Member of Legislative Assembly
- In office 25 May 2008 – 12 May 2018
- Preceded by: Srinivasa Gowda
- Succeeded by: Srinivasa Gowda
- Constituency: Kolar constituency

Personal details
- Born: 20 December 1966 (age 59) Kolar
- Party: Bharathiya janatha party(BJP)
- Spouse: Smt Syamala
- Children: 3
- Occupation: Politician
- Website: Sri ram sena KOLAR

= Varthur Prakash =

Indian politician (born 1966)

R Varthur Prakash (b 1966) is an Indian politician from the state of Karnataka. He is a leader of Bharathiya Janatha Party. He was elected twice as an MLA from Kolar assembly constituency.

== Political career ==
He contested as an independent from Kolar constituency in 2008,2013 and won each time. He worked as Textile minister in D. V. Sadananda Gowda ministry.
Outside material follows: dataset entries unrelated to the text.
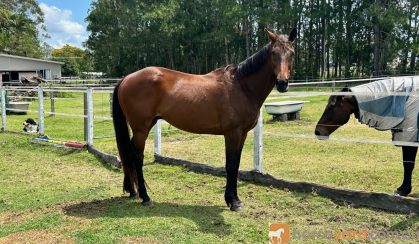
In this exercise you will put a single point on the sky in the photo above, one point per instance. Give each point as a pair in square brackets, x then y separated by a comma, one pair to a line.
[65, 22]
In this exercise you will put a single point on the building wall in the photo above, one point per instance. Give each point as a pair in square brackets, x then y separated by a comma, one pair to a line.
[18, 64]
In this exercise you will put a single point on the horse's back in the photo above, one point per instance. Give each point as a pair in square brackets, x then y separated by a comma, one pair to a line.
[194, 103]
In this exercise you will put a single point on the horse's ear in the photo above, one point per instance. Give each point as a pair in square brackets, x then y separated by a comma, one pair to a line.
[272, 36]
[293, 35]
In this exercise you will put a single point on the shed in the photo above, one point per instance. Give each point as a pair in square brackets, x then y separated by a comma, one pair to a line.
[16, 68]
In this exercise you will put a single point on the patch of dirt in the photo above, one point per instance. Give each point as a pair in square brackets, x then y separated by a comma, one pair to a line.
[35, 236]
[142, 240]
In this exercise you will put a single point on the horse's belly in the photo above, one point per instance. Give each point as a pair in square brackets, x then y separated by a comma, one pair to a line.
[195, 119]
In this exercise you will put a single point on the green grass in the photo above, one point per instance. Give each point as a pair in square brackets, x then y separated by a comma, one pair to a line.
[369, 167]
[49, 194]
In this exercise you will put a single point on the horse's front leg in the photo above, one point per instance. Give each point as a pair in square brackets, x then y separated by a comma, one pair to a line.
[234, 144]
[409, 156]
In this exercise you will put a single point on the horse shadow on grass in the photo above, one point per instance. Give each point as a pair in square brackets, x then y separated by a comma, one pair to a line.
[207, 218]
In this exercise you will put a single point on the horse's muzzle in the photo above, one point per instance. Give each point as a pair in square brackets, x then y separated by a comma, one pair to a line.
[282, 85]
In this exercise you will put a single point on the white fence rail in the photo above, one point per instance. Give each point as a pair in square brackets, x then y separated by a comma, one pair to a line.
[89, 116]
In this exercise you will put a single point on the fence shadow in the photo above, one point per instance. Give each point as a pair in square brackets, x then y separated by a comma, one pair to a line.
[207, 218]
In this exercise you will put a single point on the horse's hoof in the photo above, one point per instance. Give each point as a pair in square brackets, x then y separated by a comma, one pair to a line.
[147, 203]
[400, 193]
[235, 206]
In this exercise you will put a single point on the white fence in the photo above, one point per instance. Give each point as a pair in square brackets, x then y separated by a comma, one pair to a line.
[89, 130]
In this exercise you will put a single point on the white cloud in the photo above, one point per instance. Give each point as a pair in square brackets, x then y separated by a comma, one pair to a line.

Also he was minister in Jagadish Shetter Cabinet. But he lost K Sreenivasa Gowda of JDS Party in 2018 AC general elections when he came third. He is the founder of Namma Congress Party. He started New party on 19 December 2017 at Kudala Sangama, Bagalkot district.

His wife Shyamala Prakash (b 1981/82) died of suspected dengue in July 2017.